Wann haben Sie und auch die Fans zu zweifeln begonnen?
Vögtlin:
Das ist schwierig zu sagen. Wie gesagt, zu Beginn sah es gut aus. Vielleicht als ein Trainer nach dem anderen entlassen wurde. Auch die Entlassung des langjährigen Stadionsprechers oder die ganze Posse rund um Abdullah Cila und seine Arbeitserlaubnis wurde in der Kurve mit Argwohn beäugt.

Die Entwicklung des Clubs hat also nicht mehr gestimmt. War es am Schluss überhaupt noch Ihr FC Wil?
Vögtlin:
Eigentlich schon. Uns war immer klar, dass es Veränderungen geben würde. Auch als das Bergholz unbenannt wurde, haben wir es verstanden. Vielleicht hat uns der Traum von Super-League-Spielen in Wil einfach zu sehr geblendet.

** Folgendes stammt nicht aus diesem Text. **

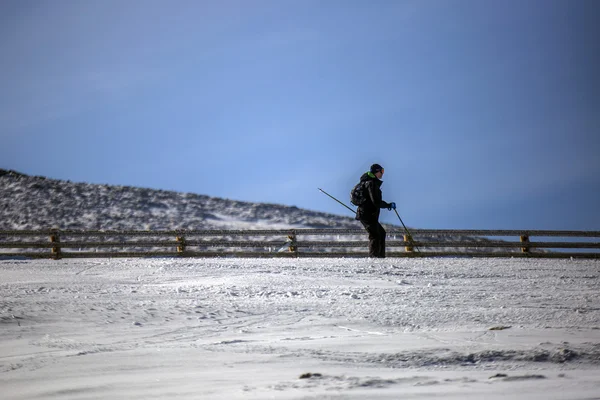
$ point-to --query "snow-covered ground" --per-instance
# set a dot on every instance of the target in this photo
(457, 328)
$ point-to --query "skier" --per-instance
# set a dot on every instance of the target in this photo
(368, 212)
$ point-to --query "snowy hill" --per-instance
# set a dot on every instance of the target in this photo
(34, 202)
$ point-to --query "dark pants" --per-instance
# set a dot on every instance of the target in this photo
(376, 238)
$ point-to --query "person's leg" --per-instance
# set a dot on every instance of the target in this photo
(373, 231)
(381, 236)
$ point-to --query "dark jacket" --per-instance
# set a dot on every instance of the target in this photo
(370, 210)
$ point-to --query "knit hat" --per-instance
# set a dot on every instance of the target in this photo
(375, 168)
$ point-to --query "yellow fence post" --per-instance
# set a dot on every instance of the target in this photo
(180, 244)
(525, 241)
(293, 243)
(55, 238)
(408, 238)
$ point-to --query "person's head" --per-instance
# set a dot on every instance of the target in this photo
(377, 170)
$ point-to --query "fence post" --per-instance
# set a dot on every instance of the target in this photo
(408, 238)
(55, 238)
(293, 243)
(525, 241)
(180, 244)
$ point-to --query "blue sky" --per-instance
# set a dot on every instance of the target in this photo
(485, 114)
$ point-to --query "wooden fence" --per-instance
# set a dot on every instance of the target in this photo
(57, 244)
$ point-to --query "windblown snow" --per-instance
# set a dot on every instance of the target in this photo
(231, 328)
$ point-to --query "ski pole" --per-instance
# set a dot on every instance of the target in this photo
(407, 231)
(324, 192)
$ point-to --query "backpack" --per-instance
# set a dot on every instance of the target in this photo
(358, 197)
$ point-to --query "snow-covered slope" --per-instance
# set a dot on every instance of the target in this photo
(32, 202)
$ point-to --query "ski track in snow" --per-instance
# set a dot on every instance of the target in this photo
(192, 328)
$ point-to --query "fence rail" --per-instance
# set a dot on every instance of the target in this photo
(57, 244)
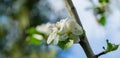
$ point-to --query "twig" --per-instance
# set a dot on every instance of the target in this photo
(102, 53)
(84, 42)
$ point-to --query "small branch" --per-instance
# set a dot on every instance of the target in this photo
(102, 53)
(84, 42)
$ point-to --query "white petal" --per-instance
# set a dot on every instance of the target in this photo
(37, 36)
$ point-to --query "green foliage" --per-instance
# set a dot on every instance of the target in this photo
(65, 44)
(110, 47)
(32, 31)
(103, 1)
(102, 20)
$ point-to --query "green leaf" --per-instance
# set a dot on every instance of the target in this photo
(102, 20)
(65, 44)
(111, 47)
(33, 40)
(115, 47)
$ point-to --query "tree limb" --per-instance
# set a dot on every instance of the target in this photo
(84, 42)
(102, 53)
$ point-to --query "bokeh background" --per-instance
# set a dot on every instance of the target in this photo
(16, 16)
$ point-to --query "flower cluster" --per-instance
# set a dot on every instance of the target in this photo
(65, 29)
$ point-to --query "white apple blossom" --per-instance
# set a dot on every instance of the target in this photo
(65, 29)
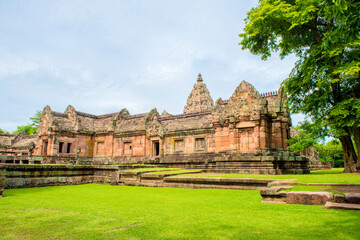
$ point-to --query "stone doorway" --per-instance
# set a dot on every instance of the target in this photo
(45, 148)
(156, 148)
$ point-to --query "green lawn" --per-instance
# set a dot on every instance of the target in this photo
(95, 211)
(335, 175)
(153, 169)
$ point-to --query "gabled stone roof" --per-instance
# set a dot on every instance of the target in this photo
(187, 121)
(17, 141)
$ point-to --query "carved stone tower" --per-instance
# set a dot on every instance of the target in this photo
(199, 99)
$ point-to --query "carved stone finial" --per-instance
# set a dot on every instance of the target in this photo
(199, 99)
(199, 78)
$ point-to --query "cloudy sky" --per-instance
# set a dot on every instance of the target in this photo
(102, 56)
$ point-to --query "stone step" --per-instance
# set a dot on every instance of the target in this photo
(353, 198)
(344, 206)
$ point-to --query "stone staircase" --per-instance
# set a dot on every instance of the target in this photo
(276, 194)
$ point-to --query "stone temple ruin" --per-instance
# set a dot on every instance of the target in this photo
(246, 133)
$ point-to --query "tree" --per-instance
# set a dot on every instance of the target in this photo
(325, 81)
(32, 127)
(2, 131)
(308, 135)
(331, 152)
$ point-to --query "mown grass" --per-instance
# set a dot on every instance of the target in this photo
(96, 211)
(179, 171)
(153, 169)
(335, 175)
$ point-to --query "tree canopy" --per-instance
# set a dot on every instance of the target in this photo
(32, 127)
(325, 81)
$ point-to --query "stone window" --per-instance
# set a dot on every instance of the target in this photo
(100, 148)
(200, 144)
(179, 145)
(45, 148)
(127, 148)
(69, 148)
(61, 146)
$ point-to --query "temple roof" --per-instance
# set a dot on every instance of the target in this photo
(199, 99)
(17, 141)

An der Medienkonferenz vom Mittwoch haben die Verantwortlichen des FC Wil der Stadt eine Mitschuld am Scheitern gegeben. Wie sehen Sie das?
Vögtlin: Ich will der Stadt Wil nicht die Schuld in die Schuhe schieben. Unschuldig am ganzen Debakel ist sie aber sicher nicht. Zum einen hatte ich Verständnis, dass die Stadt Herrn Günal nicht einfach machen liess - schliesslich leben wir in einer Demokratie. Zum anderen hätte die Kommunikation sicherlich besser sein können. Unverständlich war vor allem die letzte Verschiebung der Volksabstimmung über das Stadion um weitere sechs Monate. Aber nicht nur die Stadt, auch die gesamte Ostschweiz trägt eine Mitschuld.

Wie meinen Sie das?
Vögtlin:
Für den FC Wil war es extrem schwierig sich wirtschaftlich und sportlich zu entwickeln. Einen Hauptgrund dafür sehe ich beim FC St.Gallen. Grün-Weiss überstrahlt in der Ostschweiz alles. Der FC Wil hingegen erfährt in der Ostschweizer Sport- aber auch Wirtschaftswelt zu wenig Beachtung. Ich hoffe das wird sich ändern.

Was wäre das Schlimmste, was dem FC Wil nun passieren könnte?
Vögtlin:
Ich hoffe auf seriösen und stabilen Challenge-League-Fussball und dass wir eine Lizenz für die nächste Saison erhalten. Das Schlimmste wären ein Konkurs und ein Zwangsabstieg. Für mich persönlich wäre es das Letzte, wenn der FCSG finanziell einspringen würde und der FC Wil anschliessend zu einem Farmteam degradiert wird.